When we’ve invited guests over to our house, I usually spend the afternoon before they arrive cleaning – my wife likes the place to be immaculate. Within a few days, however, our house is just as messy as it was before. According to a recent report from Verizon Business, many organizations behave the same way with PCI compliance. The report (available here as a PDF) states, among other findings, that 79% of businesses examined in 2010 did not meet the PCI-DSS standard, and that most of those that failed the audit were compliant the year before.
The PCI Data Security Standard is a set of tools and metrics for merchants, payment processors and financial institutions to protect cardholder data. It was initially released in 2004 by a council of the major payment card industry members (Visa, Mastercard, American Express, etc.). The current version of the standard is v2.0, released in 2010, and defines twelve requirements that must be met by businesses that wish to process credit and debit cards. So why is it so uncommon for these businesses to remain compliant? It’s a relevant question because you and I want to do business with merchants that take measures to keep our financial data safe.

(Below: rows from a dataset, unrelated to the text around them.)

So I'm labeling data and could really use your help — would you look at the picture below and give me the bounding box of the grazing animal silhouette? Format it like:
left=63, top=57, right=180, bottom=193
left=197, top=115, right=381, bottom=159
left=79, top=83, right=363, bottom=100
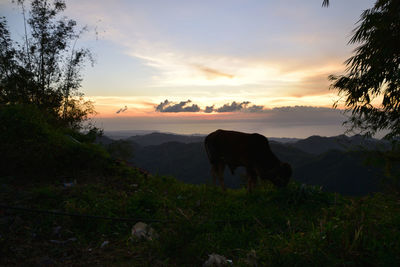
left=204, top=130, right=292, bottom=191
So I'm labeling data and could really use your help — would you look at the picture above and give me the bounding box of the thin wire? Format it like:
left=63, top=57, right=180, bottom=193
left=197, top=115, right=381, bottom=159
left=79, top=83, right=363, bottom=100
left=0, top=204, right=252, bottom=223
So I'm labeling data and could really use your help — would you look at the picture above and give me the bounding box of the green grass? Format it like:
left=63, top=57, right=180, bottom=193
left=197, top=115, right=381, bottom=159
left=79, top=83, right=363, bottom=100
left=0, top=169, right=400, bottom=266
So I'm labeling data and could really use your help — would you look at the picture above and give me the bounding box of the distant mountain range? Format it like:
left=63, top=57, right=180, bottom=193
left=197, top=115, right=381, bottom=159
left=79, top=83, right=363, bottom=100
left=98, top=132, right=390, bottom=195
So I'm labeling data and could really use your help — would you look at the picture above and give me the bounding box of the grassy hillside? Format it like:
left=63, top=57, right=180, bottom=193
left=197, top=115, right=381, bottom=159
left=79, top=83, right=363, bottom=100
left=0, top=170, right=400, bottom=266
left=132, top=142, right=383, bottom=195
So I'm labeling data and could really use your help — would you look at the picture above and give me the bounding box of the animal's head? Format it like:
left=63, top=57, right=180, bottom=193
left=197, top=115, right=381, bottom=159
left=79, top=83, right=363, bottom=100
left=267, top=162, right=292, bottom=187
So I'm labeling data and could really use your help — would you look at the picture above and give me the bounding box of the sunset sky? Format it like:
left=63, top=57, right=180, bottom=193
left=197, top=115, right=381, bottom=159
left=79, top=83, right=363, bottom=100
left=0, top=0, right=374, bottom=137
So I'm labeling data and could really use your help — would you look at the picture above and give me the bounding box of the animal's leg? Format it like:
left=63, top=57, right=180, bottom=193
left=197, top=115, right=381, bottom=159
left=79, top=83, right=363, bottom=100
left=246, top=168, right=257, bottom=192
left=211, top=164, right=219, bottom=186
left=217, top=163, right=225, bottom=191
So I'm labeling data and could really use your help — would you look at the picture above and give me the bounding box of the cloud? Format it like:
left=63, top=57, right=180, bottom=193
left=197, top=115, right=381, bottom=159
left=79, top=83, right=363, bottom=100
left=215, top=101, right=250, bottom=112
left=115, top=106, right=128, bottom=114
left=204, top=105, right=215, bottom=113
left=156, top=99, right=200, bottom=113
left=193, top=65, right=235, bottom=80
left=214, top=101, right=264, bottom=113
left=155, top=99, right=265, bottom=113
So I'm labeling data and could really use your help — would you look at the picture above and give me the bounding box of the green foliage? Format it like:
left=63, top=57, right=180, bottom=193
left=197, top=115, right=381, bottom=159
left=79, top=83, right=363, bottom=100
left=0, top=170, right=400, bottom=266
left=0, top=0, right=94, bottom=129
left=330, top=0, right=400, bottom=138
left=0, top=105, right=111, bottom=181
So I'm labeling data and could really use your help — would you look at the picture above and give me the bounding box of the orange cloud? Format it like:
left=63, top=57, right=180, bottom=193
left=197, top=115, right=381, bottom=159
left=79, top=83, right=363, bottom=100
left=193, top=64, right=235, bottom=80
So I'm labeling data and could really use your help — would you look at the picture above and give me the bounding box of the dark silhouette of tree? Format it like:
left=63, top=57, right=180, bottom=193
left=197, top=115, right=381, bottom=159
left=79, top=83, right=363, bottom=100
left=330, top=0, right=400, bottom=139
left=0, top=0, right=94, bottom=128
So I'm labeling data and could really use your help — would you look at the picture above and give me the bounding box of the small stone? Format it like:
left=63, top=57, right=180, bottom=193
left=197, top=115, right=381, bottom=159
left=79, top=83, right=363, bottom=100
left=203, top=253, right=232, bottom=267
left=132, top=222, right=158, bottom=241
left=100, top=241, right=110, bottom=248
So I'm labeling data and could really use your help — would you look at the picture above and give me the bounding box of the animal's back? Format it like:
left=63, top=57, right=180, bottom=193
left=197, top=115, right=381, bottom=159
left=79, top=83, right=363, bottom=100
left=205, top=130, right=269, bottom=166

There are likely various causes for the gap in compliance. Organizations might feel the need to “just get the box checked” – and as a result they act like a teenager cleaning his or her room, covering up the disarray so that it’s just out of sight. It doesn’t take long for the place to get out of order after the auditors leave.
Cost and complexity are also factors. There’s nobody to watch the logs from the new firewall; there’s no money for the annual penetration test this year; the CIO got too busy and didn’t have time to finish updating the company’s security policy.
Properly securing a business can be like training for a marathon. It requires a long-term commitment, doing hard work that doesn’t have an immediate reward, and most of all, it can really hurt. But remembering our responsibilities – to our customers and their data; to our shareholders and owners; and to our own employees – is key. All of these folks would be adversely affected if a breach were to occur!
The requirements mandated by PCI-DSS aren’t just good for businesses that process or store cardholder data. They’re solid recommendations that can improve the security posture of any organization with critical systems or data to protect. If your organization doesn’t have a formal security program, PCI can be a great place to learn about controls and defenses. Other resources, such as ISO 27002, NIST’s 800-53, or SANS’ Top 20 Critical Controls, describe the steps to start developing the people, process, and technology required to protect your business.
If you are subject to PCI-DSS, don’t stop there! PCI is the beginning of the journey, not the end. After all, organizations that are PCI compliant can still suffer breaches. Heartland Payment Systems, who reported a breach and the loss of millions of records in 2008, was PCI compliant at the time. A comprehensive information security program goes beyond boxes on an audit report – it includes maturity that’s baked into the business at a foundational level, and a culture that cares first and foremost about protecting its data and assets.